Загадочная Отечественная война | страница 57



— Ну как, пшено посеяли? — спрашиваю.

— Все в порядке! — отвечают. — Распорядитесь, завтра что сеять?

— А что у вас во втором амбаре?

— Мука! Давайте завтра ее сеять! — хохочет пьяный мужик.

— Не смейтесь, — говорю, — муку не сеют!

— Почему не сеют? Раз сегодня кашу посеяли, значит, завтра и муку сеять будем.

Меня как обухом по голове ударило:

— Как кашу сеяли? Да разве пшено — каша?

— А вы думали — посевное? Ободранное зерно — это каша, а вы распорядились ее в землю сеять….»[175] Автор намеренно не стал сокращать столь большую цитату, чтобы читатель хоть на миг мог себе представить, что происходило тогда в деревне. Помимо трагического курьеза с засеванием каши (трагического, потому что для автора воспоминаний он кончился арестом по обвинению во вредительстве), данный отрывок хорошо показывает психологию коммуниста по отношению к крестьянам. Обратите внимание на момент, когда автор воспоминаний впервые почувствовала неладное: это появление в деревне веселья. Вопреки бравурным лозунгам «жить стало лучше, жить стало веселее» для коммуниста веселье крестьян — сигнал тревожный.

А теперь попробуем ответить на вопрос — могла ли политика коллективизации достигнуть тех экономических целей, которые декларировались при ее начале? Напомним, что в результате коллективизации были ликвидированы кулацкие хозяйства, поставлявшие в 1929 году товарного хлеба больше, чем колхозы, на спецпоселение были высланы наиболее компетентные и трудолюбивые крестьяне, новые хозяйства возглавили «идейно подкованные», но мало что понимающие в сельском производстве коммунисты — 25-тысячники. Могли ли эти меры дать прирост сельскохозяйственной продукции? Любой здравомыслящий человек ответит на это: конечно, нет.

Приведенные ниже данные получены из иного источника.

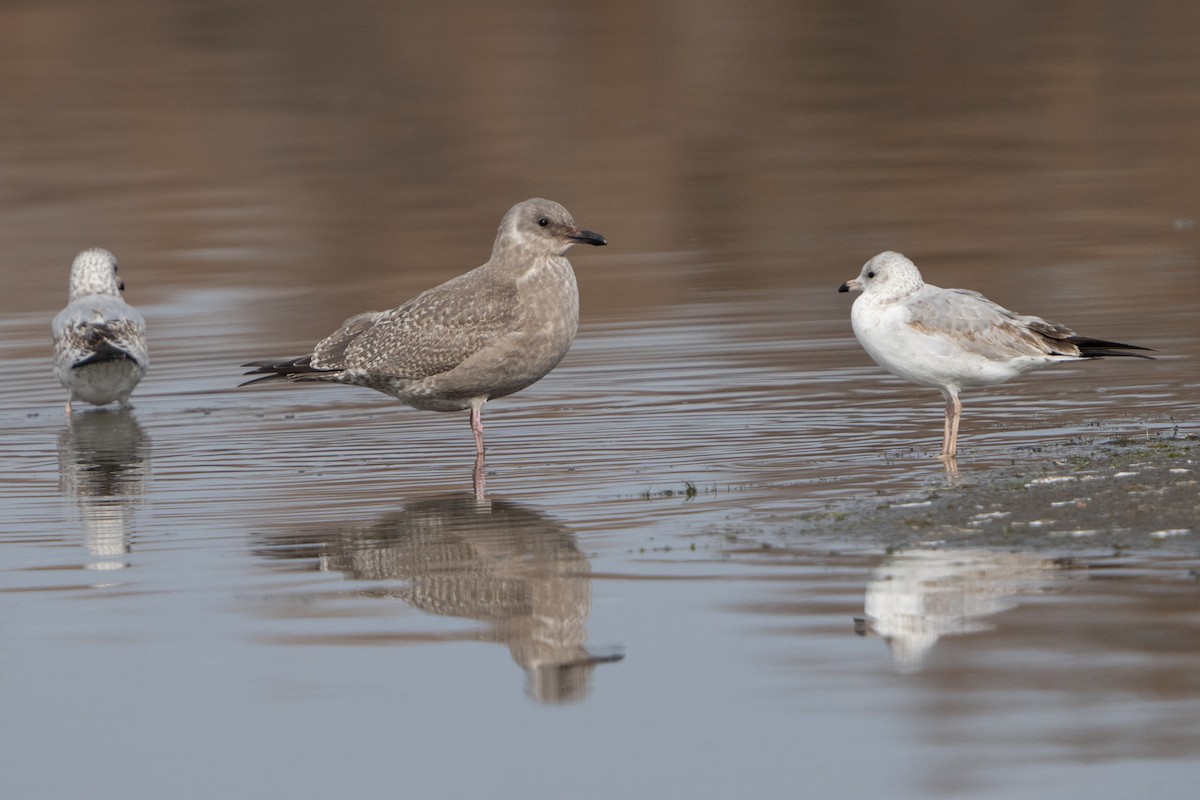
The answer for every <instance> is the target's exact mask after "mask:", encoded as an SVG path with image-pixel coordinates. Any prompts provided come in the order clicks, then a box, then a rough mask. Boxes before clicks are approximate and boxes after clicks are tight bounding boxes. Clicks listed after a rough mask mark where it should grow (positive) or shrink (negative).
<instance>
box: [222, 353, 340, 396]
mask: <svg viewBox="0 0 1200 800" xmlns="http://www.w3.org/2000/svg"><path fill="white" fill-rule="evenodd" d="M241 366H244V367H254V368H253V369H251V371H248V372H244V373H241V374H244V375H262V378H254V379H253V380H247V381H244V383H240V384H238V387H239V389H240V387H242V386H250V385H251V384H260V383H263V381H266V380H306V379H310V380H318V379H319V378H316V375H325V374H329V373H331V372H337V371H336V369H319V368H317V367H314V366H312V356H311V355H306V356H301V357H299V359H292V360H290V361H251V362H248V363H244V365H241Z"/></svg>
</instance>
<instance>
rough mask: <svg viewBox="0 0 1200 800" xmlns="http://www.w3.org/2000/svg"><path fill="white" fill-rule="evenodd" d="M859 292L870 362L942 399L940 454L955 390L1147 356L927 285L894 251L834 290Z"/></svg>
mask: <svg viewBox="0 0 1200 800" xmlns="http://www.w3.org/2000/svg"><path fill="white" fill-rule="evenodd" d="M851 289H854V290H862V293H863V294H862V295H860V296H859V297H857V299H856V300H854V306H853V309H852V311H851V323H852V324H853V327H854V336H857V337H858V341H859V343H860V344H862V345H863V349H864V350H866V353H868V355H870V356H871V357H872V359H875V361H876V363H878V365H880V366H881V367H883V368H884V369H887V371H888V372H890V373H892V374H894V375H896V377H899V378H904V379H905V380H908V381H912V383H914V384H919V385H922V386H931V387H934V389H938V390H941V392H942V396H943V397H944V398H946V428H944V433H943V438H942V453H941V458H942V459H943V461H947V462H948V463H952V462H953V459H954V456H955V453H956V451H958V438H959V417H960V416H961V415H962V403H961V402H960V401H959V392H960V391H961V390H962V389H965V387H968V386H991V385H992V384H1002V383H1004V381H1006V380H1010V379H1012V378H1015V377H1016V375H1020V374H1022V373H1025V372H1028V371H1031V369H1038V368H1039V367H1044V366H1046V365H1050V363H1057V362H1060V361H1080V360H1084V359H1099V357H1103V356H1134V357H1139V359H1150V357H1151V356H1147V355H1141V354H1139V353H1128V350H1147V349H1148V348H1141V347H1136V345H1133V344H1121V343H1120V342H1105V341H1104V339H1093V338H1087V337H1085V336H1076V335H1075V331H1073V330H1070V329H1069V327H1067V326H1066V325H1060V324H1057V323H1051V321H1046V320H1044V319H1042V318H1040V317H1030V315H1026V314H1018V313H1016V312H1013V311H1009V309H1007V308H1004V307H1003V306H1000V305H997V303H995V302H992V301H990V300H988V299H986V297H984V296H983V295H982V294H979V293H978V291H968V290H966V289H942V288H940V287H935V285H931V284H929V283H925V282H924V281H922V278H920V272H919V271H918V270H917V266H916V265H914V264H913V263H912V261H911V260H908V259H907V258H905V257H904V255H901V254H900V253H893V252H884V253H880V254H878V255H876V257H875V258H872V259H871V260H869V261H868V263H866V264H864V265H863V271H862V272H860V273H859V276H858V277H857V278H853V279H851V281H847V282H846V283H842V284H841V287H839V289H838V291H850V290H851Z"/></svg>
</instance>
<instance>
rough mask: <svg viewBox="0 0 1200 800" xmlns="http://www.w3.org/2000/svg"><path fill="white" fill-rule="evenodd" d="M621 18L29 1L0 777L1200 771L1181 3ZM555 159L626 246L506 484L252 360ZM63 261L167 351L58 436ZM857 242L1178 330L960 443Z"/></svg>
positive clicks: (575, 344)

Положение усугубил и еще один фактор: не желая отдавать свой скот в общее хозяйство, крестьяне начали массово забивать его, что приводило к общему сокращению продовольственного фонда страны. Писатель Олег Волков вспоминал о тех временах: «По деревням мужики, таясь друг от друга, торопливо и бестолково резали свой скот. Без нужды и расчета, а так — все равно, мол, отберут или взыщут за него. Ели мясо до отвала, как еще никогда в крестьянском обиходе не доводилось. Впрок не солили, не надеясь жить дальше. Иной, поддавшись поветрию, резал кормилицу семьи — единственную буренку, с превеликими трудами выращенную породистую телку. Были как в угаре или ожидании Страшного суда»[176].